The new guidelines say police should avoid giving people successive jolts with a conducted energy weapon - the generic term - or zapping them for too long unless a single deployment fails to allow police to gain physical control of the person.
As well, police forces should establish a training policy and minimum training requirements for officers authorized to use a Taser, as well as for those who train others.
The latter point was underscored in an in-depth review of the Victoria Police Department's use of force policies that was also released Friday.
The report, by Vince Bevan, a retired Ottawa police chief, found that although the Victoria force was among the first in Canada to start using Tasers, its training in the use of the weapons had fallen drastically behind.

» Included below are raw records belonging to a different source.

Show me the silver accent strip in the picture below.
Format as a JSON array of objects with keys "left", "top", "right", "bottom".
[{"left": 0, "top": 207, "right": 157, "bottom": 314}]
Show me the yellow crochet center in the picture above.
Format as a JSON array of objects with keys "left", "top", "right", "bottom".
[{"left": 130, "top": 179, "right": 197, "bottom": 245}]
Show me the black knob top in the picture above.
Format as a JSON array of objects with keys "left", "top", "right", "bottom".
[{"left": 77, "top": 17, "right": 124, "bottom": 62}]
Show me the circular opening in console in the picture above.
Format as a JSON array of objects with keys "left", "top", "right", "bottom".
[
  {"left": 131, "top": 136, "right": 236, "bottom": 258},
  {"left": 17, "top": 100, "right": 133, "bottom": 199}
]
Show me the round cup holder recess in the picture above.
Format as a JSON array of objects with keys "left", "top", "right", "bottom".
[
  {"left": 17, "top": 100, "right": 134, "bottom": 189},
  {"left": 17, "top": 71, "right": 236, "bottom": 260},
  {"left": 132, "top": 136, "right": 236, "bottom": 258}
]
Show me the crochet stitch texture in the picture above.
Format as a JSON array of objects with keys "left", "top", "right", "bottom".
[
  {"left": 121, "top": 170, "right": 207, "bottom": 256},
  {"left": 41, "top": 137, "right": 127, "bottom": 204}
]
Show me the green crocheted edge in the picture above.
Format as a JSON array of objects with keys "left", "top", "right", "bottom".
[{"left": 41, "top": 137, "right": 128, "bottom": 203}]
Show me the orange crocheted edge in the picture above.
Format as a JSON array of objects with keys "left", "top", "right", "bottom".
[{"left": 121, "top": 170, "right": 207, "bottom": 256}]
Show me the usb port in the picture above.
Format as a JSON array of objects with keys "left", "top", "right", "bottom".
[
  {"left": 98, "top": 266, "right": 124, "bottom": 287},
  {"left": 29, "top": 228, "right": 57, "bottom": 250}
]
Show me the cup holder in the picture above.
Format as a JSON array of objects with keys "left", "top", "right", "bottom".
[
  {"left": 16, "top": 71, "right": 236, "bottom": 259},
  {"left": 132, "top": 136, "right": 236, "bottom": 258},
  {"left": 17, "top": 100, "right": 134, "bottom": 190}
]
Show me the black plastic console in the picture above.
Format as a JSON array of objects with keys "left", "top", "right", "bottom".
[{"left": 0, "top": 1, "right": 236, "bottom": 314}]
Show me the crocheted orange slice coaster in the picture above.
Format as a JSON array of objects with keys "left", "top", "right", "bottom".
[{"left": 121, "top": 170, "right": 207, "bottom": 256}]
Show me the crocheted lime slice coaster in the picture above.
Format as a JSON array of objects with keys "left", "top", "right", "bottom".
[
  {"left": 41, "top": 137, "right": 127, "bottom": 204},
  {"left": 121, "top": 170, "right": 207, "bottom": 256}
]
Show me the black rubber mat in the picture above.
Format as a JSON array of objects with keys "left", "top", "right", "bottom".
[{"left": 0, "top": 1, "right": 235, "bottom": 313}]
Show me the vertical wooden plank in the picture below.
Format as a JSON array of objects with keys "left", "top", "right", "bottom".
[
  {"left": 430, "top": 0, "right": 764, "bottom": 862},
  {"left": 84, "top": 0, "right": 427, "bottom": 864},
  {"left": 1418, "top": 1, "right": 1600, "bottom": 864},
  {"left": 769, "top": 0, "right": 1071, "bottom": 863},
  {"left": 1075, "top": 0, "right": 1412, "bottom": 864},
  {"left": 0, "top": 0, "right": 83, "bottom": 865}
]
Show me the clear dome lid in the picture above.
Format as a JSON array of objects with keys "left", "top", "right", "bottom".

The report found that in 2005, all front-line Victoria police officers were trained and certified to use Tasers. But there has only been refresher training twice since then.
The Justice Institute of B.C. had included Taser training in their recruit program, but that was discontinued in 2006. As a result, no Victoria police officer hired since then has been certified to use the weapon.
"Because of the gaps in training, the effect of the death of Robert Dziekanski at Vancouver Airport and the subsequent Braidwood inquiry, few of the qualified officers are carrying the Taser as part of their regular equipment," wrote Bevan.
Among his 80 recommendations, Bevan urged the Victoria force to overhaul its Taser training program.
Bevan's report also noted a lax structure of keeping track of the Tasers in Victoria. Bevan noted they could be signed out by officers to be carried on patrol, but there was no process to ensure they were later returned.
The justice ministers also agreed that better tracking of the devices was needed. The guidelines include a requirement that an accurate inventory of the weapons be maintained, including their location.
Officers should be required to check their conducted energy weapon before and after their shifts and they should be required to submit a report whenever they've discharged one.
Those reports should be available to the public.
David Eby, executive director of the B.C. Civil Liberties Association, said the national guidelines introduced Friday are hardly a breakthrough.
"It's frustrating for us because they're so far behind," Eby said in an interview. "Most of what we understand they're recommending has already been done."
Eby said the justice ministers would have been better served to look at policy changes around the introduction and testing of new weapons.
When Ontario brought in its guidelines, critics panned the changes as "grossly inadequate," saying they do little to address concerns raised amid incidents that have seen police use Tasers against youths or the mentally ill.
At least 20 people in Canada are known to have died after being struck with a Taser.
Taser International has long insisted the weapon cannot kill.
Despite the myriad of bad publicity surrounding police use of the Taser, the head of the B.C. inquiry into their use rejected calls for an outright ban on the weapons.
Police groups across the country argue conducted energy weapons are less lethal than guns and save lives as a result.